ブラード・セントルイス連銀総裁(ロンドンでの講演後の聴衆との質疑応答で):われわれは衝撃を受けたが、世界市場はそれを吸収できている。ドルは上げているが大幅な上昇ではない。

ブラード・セントルイス連銀総裁(ロンドンでの講演テキストで):2018年末までに米利上げは1回行われるとの自分の予想には上方向のリスクが存在し、政策金利の経路は「向こう2年半のわれわれの予測を若干上回る可能性がある。

カプラン・ダラス連銀総裁(ブルームバーグ・ニュースとのインタビューで):(英EU離脱を受けて)伝染はあるのだろうか。アイルランドはどうするのか。スコットランドはどうするのか。他のEU加盟国はどうするのだろうか。この場合、政治と経済が交わってくる。
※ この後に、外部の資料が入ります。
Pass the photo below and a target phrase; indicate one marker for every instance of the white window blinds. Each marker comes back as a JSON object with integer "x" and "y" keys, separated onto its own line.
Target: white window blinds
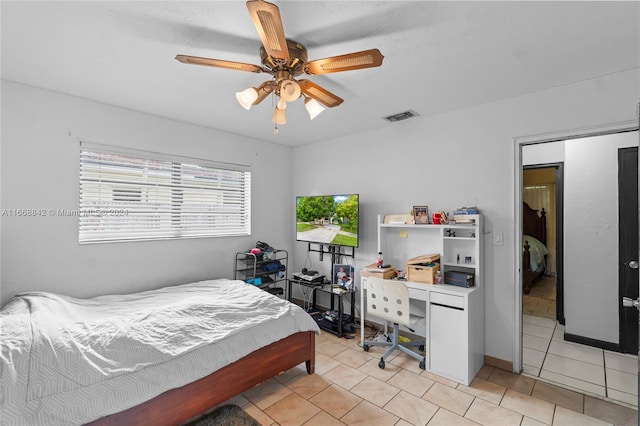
{"x": 136, "y": 195}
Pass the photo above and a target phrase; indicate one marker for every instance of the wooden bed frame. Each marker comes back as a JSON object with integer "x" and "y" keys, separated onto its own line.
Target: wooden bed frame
{"x": 536, "y": 226}
{"x": 178, "y": 405}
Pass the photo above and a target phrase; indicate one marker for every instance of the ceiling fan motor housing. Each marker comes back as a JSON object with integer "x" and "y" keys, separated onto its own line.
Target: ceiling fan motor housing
{"x": 295, "y": 64}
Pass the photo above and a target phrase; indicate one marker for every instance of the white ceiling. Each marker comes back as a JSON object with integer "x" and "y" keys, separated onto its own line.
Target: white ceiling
{"x": 439, "y": 56}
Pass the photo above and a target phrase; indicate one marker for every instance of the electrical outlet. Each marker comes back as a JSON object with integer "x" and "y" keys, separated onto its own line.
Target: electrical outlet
{"x": 497, "y": 238}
すべてがどう展開するのかを確認するには相当な時間がかかる。

<6月28日>
パウエルFRB理事(シカゴで講演):米金融当局者がFF金利の長期的な予想を3%としているのは高過ぎるかもしれない。

パウエルFRB理事(シカゴで講演):世界経済の見通しが変化する中で、最大雇用と物価安定という責務達成に向け引き続き前進する上で適切な政策スタンスと、米経済への意味合いを評価することが重要になろう。

パウエルFRB理事(シカゴの講演テキストで):世界のリスクは一段と下向きに移行した。